So, some folks are opposed to naming the new North Charleston library after Mayor Keith Summey.
Didn’t have to be Nostradamus to see this coming. The only surprise is that it took a year for the grousing to begin.
Charleston County is replacing the old Cooper River Memorial Library as part of a $108 million bond issue overwhelmingly approved by voters in 2014. And last year, some County Council members decided the North Charleston library’s name — dedicated to fallen World War II soldiers — was too vague.
They chose to rename the new facility in honor of the city’s longtime, and current, mayor.
Now some residents are circulating a petition asking the county to reconsider. They say it’s inappropriate to name a public building, especially a library, after a politician.

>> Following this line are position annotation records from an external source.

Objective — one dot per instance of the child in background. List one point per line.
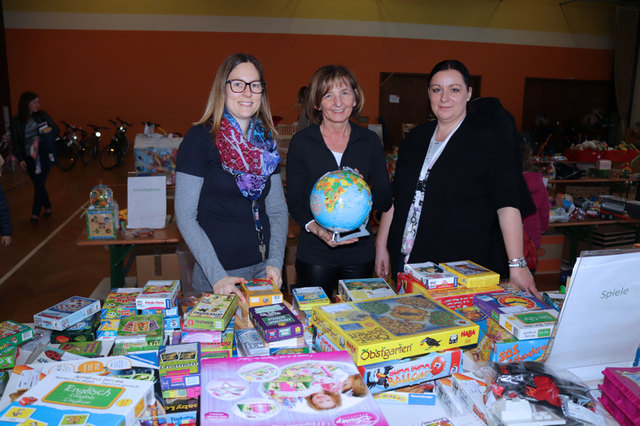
(5, 220)
(536, 223)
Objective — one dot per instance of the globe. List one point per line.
(341, 201)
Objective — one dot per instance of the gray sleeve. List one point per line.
(278, 220)
(186, 207)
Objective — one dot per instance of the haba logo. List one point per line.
(468, 333)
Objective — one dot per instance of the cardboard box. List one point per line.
(157, 262)
(550, 254)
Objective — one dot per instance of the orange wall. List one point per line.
(87, 76)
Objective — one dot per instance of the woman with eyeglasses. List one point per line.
(229, 203)
(332, 142)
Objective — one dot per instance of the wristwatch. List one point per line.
(520, 262)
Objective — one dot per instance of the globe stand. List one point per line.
(338, 237)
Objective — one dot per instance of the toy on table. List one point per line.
(102, 214)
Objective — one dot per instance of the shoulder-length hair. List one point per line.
(23, 105)
(322, 82)
(215, 105)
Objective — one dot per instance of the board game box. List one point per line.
(141, 329)
(260, 292)
(364, 289)
(67, 313)
(179, 366)
(295, 389)
(388, 375)
(431, 275)
(305, 298)
(212, 311)
(120, 302)
(13, 334)
(275, 322)
(60, 397)
(506, 302)
(471, 274)
(158, 294)
(393, 328)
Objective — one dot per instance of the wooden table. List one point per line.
(584, 229)
(124, 244)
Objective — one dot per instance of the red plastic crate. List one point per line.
(621, 394)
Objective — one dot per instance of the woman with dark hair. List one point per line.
(330, 143)
(230, 204)
(32, 135)
(457, 190)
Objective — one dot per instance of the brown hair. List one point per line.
(337, 400)
(322, 82)
(217, 96)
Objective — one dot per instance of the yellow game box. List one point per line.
(472, 275)
(393, 328)
(261, 292)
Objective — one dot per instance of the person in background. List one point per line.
(330, 143)
(230, 205)
(456, 190)
(303, 120)
(5, 220)
(536, 223)
(32, 134)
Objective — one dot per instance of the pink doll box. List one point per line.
(621, 394)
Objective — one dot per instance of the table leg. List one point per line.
(118, 254)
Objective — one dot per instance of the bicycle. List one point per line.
(91, 143)
(113, 154)
(69, 147)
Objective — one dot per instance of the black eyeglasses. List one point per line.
(238, 86)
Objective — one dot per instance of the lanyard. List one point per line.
(262, 247)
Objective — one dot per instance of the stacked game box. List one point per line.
(67, 313)
(139, 332)
(388, 375)
(318, 388)
(275, 322)
(393, 328)
(212, 311)
(158, 294)
(305, 298)
(83, 331)
(142, 366)
(13, 334)
(260, 292)
(521, 314)
(498, 345)
(431, 275)
(364, 289)
(180, 370)
(63, 398)
(471, 274)
(621, 394)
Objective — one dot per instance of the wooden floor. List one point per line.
(44, 265)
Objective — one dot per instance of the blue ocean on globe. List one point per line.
(341, 201)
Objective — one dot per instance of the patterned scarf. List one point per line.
(251, 162)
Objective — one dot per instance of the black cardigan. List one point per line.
(308, 159)
(475, 175)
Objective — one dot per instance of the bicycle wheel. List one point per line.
(67, 155)
(110, 156)
(88, 149)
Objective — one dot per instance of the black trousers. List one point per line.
(327, 277)
(40, 196)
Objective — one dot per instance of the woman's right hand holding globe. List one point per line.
(327, 236)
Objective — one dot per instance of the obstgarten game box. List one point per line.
(393, 328)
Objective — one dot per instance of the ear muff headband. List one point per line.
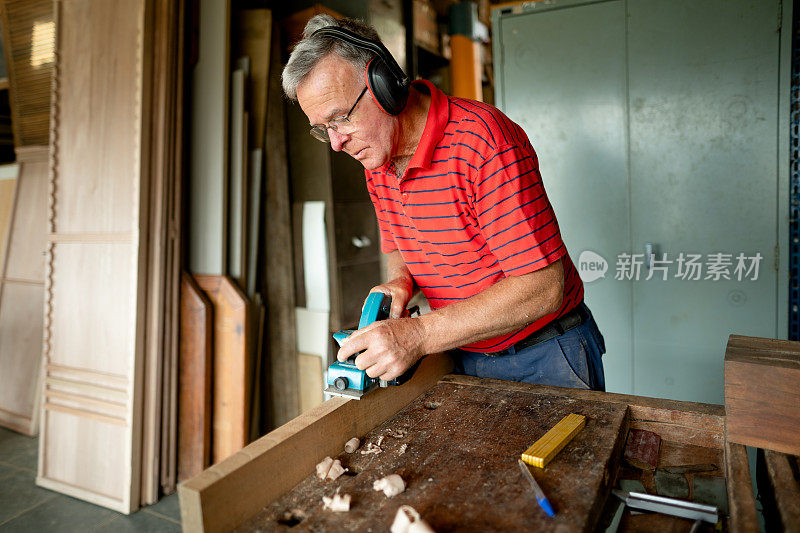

Some people don’t believe anything should be named after any living person.
Although this minor crusade is going nowhere, disgruntled citizens are welcome to register their complaints with members of Charleston County Council.
They meet in the Beverly T. Craven Council Chambers, which is on the second floor of the Lonnie Hamilton III Public Services Building.
You know, that big place just down the street from the W.O. Thomas Jr. Boat Landing and the Al Cannon Detention Center.
Really local figure
Mayor Summey didn’t ask anyone to name a library after him.
He says he had no advance warning of this honor and, if they were going to name it after any Summey, he would have preferred they chose his wife, Deborah — a long-time local educator.
In fact, some of the people closest to him were reluctant to go along with the name change for this very reason. They knew people would gripe and use the occasion to say nasty things about him.
But honestly, the council — despite its numerous political ties to Summey — has all the justification it needs.
Summey is rightfully credited with building modern North Charleston. He took a poor city that was long the butt of too many jokes and turned it into one of this state’s biggest economic generators. He will long be remembered as a pivotal figure in the city’s history, as he should be.
Unfortunately, his efforts to revitalize the area around this soon-to-be-built library haven’t gotten off the ground. The neighborhood has foundered since the Naval Base closed in 1993, and conditions continue to deteriorate.
Summey can’t even get a grocery store to locate in the neighborhood. But he’s tried, and there’s no question he wants to improve the area.
Fact is, he is a product of the city’s southern end. When the Summey family first moved to North Charleston, they settled in Union Heights and the future mayor went to Chicora High School.
So even though the county library system has no other branches named for living people, it’s hard to argue with the council’s decision here.
Summey is about as local as it gets.
Name of the game
A lot of cities and states have a firm policy against naming roads, bridges or buildings after the living.
That's not unreasonable. No one wants to end up naming, say, an assessor’s office after some guy who is later convicted of tax evasion.
But there’s no guarantee that waiting will make things any better. Just ask Clemson University, which is still getting grief over Tillman Hall — and ye olde racist Ben Tillman has been dead a century as of this year.
Even the United States Senate is still dealing with this. Some senators have proposed renaming the Russell Senate Office Building in honor of John McCain. Which isn’t a bad idea since its namesake, former Georgia Sen. Richard Russell Jr., was a notorious segregationist and Dixiecrat.
People can complain about the new library’s name, and they will, but their concerns won't carry much weight.
Summey says the important thing here is that a neighborhood in North Charleston in desperate need of improvement and economic development is getting a new library.
"The naming is not an issue with me," the mayor says. "The building of the library is foremost."
Let's hope it is as successful in transforming the community as Summey has been with most of North Charleston.